Based on my experience the recommendations are good, but when working on material like this on your own it is a slog because both of these courses are designed to be taught live. So beware. However they are probably the best courses available online. It seems someone (maybe me someday!) needs to do an equivalent of "RailsCasts" for Haskell to make this more accessible.
The NICTA course contains hard exercises building various functors, including transformers. It's a mind bender and oddly I had code that worked because the types matched up but I had no intuition as to why it actually worked! But it does raise your game to a new level.
Definitely, this is why we're working on a book. We acknowledge cis194 and NICTA course are difficult and designed to be done as part of a class. That's also why we suggest Thompson's book as a fallback.
There isn't a book designed for an independent reader that we're happy with at present.
>The NICTA course contains hard exercises building various functors, including transformers
These things must be covered if you want to use Haskell in anger. One thing I would change in NICTA course if given the option is to make the transformers tutorial have a smoother ramp. State/StateT could be built up to via Writer/Reader and the transformer versions thereof.

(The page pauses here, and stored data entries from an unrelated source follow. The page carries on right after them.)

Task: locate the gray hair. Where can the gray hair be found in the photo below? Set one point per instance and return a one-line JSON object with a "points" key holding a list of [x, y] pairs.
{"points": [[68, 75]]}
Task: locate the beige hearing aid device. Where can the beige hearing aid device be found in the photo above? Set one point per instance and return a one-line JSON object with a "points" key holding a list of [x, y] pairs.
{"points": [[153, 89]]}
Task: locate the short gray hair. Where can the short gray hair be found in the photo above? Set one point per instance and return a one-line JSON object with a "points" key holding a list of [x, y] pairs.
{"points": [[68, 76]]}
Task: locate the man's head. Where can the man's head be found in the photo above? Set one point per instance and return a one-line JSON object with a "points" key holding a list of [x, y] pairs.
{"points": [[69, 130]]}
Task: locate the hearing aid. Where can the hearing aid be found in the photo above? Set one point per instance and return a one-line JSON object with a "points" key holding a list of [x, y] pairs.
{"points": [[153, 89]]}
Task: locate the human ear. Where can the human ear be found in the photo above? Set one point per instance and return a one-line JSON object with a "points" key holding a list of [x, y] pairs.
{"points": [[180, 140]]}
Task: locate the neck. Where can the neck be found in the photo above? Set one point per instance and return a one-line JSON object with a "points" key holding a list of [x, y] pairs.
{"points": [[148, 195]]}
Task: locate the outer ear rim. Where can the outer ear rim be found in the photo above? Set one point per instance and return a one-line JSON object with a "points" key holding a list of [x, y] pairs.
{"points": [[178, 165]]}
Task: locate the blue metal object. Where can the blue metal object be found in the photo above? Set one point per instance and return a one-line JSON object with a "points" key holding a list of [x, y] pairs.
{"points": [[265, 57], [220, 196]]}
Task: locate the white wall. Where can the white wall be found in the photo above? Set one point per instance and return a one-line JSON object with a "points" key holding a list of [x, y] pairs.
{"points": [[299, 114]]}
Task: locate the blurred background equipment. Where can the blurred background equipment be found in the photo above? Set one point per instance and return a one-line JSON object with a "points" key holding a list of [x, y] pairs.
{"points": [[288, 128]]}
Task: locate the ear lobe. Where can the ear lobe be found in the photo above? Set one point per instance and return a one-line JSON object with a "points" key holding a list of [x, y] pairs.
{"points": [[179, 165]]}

That the NICTA course confronts these (Functor, Applicative, Monad, Monad transformers) and is rigorous in covering the basics along with those topics is what makes it so valuable. Most other materials either don't cover them or don't provide proper exercises.
"Show & Tell" is not good enough for getting people comfortable with these tools and sadly that's the mistake a lot of resources for Haskell make. You have to make exercises that make learners manipulate and see the structure of how these things work.